Description
This Shrimp Avocado Salad is a creamy, refreshing dish perfect for any occasion. Featuring tender poached shrimp, ripe avocado, crisp celery, and a tangy lemon dill dressing, it combines vibrant flavors and textures for a light yet satisfying meal. Enhanced with fresh herbs and a hint of sriracha for subtle heat, this salad is easy to prepare and ideal for lunch or a healthy dinner.
Ingredients
Scale
Main Ingredients
- 1 pound shrimp (raw, for poaching)
- 2 medium ripe avocados
- 2 stalks celery, diced
- 1 small red onion, finely chopped
- 2 large hard-boiled eggs, chopped
Dressing Ingredients
- 1/2 cup mayonnaise or Greek yogurt
- 2 tablespoons fresh lemon juice
- 1 tablespoon fresh dill (or substitute parsley or tarragon), finely chopped
- 1 teaspoon Dijon mustard (optional)
- Salt and freshly ground black pepper, to taste
- 1 tablespoon sriracha (adjust to taste)
- 1/4 cup fresh herbs (cilantro, parsley, or basil), chopped
Instructions
- Poach the shrimp: Bring a pot of salted water to a gentle simmer. Add the raw shrimp carefully and poach them for 2-3 minutes until they turn pink and opaque. Avoid overcooking to keep them tender.
- Cool the shrimp: Immediately transfer the poached shrimp to a bowl of ice water. Let them chill for a few minutes to stop the cooking process. Drain and pat the shrimp dry with paper towels.
- Prepare the dressing: In a medium bowl, whisk together the mayonnaise (or Greek yogurt), fresh lemon juice, Dijon mustard (if using), chopped dill, salt, and black pepper until smooth and creamy.
- Combine the salad: In a large mixing bowl, gently toss the cooled shrimp, diced avocado, celery, red onion, and chopped hard-boiled eggs with the prepared dressing until all ingredients are evenly coated.
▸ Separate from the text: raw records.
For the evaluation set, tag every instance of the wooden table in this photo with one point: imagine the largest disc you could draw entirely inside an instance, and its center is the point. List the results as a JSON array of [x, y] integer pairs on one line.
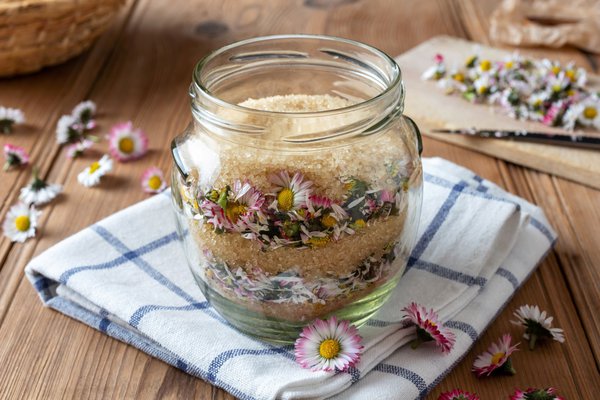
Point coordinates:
[[140, 70]]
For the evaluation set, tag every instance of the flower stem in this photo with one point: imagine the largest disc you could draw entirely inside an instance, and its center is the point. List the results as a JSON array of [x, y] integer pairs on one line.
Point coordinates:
[[532, 340]]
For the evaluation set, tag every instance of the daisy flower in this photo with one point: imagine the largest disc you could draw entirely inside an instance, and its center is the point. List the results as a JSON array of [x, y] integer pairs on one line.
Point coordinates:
[[590, 112], [77, 149], [458, 394], [153, 180], [68, 130], [328, 345], [536, 394], [292, 193], [92, 174], [20, 222], [83, 112], [39, 192], [15, 156], [496, 358], [538, 325], [126, 143], [429, 328], [10, 117]]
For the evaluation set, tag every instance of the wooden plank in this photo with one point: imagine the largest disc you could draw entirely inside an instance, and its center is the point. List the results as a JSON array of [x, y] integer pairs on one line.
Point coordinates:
[[74, 361]]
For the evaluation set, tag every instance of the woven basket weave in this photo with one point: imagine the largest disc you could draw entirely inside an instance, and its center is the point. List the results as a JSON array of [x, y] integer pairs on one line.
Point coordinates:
[[38, 33]]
- Add fresh herbs and spice: Stir in the fresh chopped herbs and sriracha to add brightness and a subtle kick of heat. Adjust seasoning as needed.
- Chill before serving: Cover the bowl with plastic wrap and refrigerate the salad for at least 30 minutes to allow the flavors to meld and serve chilled for best taste.
Notes
- Use ripe but firm avocados to prevent the salad from becoming too mushy.
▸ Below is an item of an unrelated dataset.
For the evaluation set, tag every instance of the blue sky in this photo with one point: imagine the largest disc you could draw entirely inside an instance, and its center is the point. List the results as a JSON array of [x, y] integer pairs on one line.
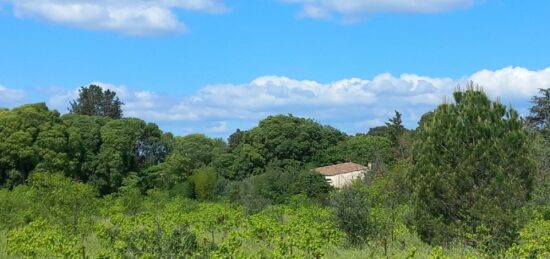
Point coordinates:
[[213, 66]]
- Sriracha can be omitted or replaced with any other hot sauce according to your spice preference.
- For a lighter version, substitute mayonnaise with Greek yogurt.
- Make sure to chill the shrimp quickly in ice water to maintain their juicy texture.
- This salad is best served fresh but can be stored in the refrigerator for up to 1 day.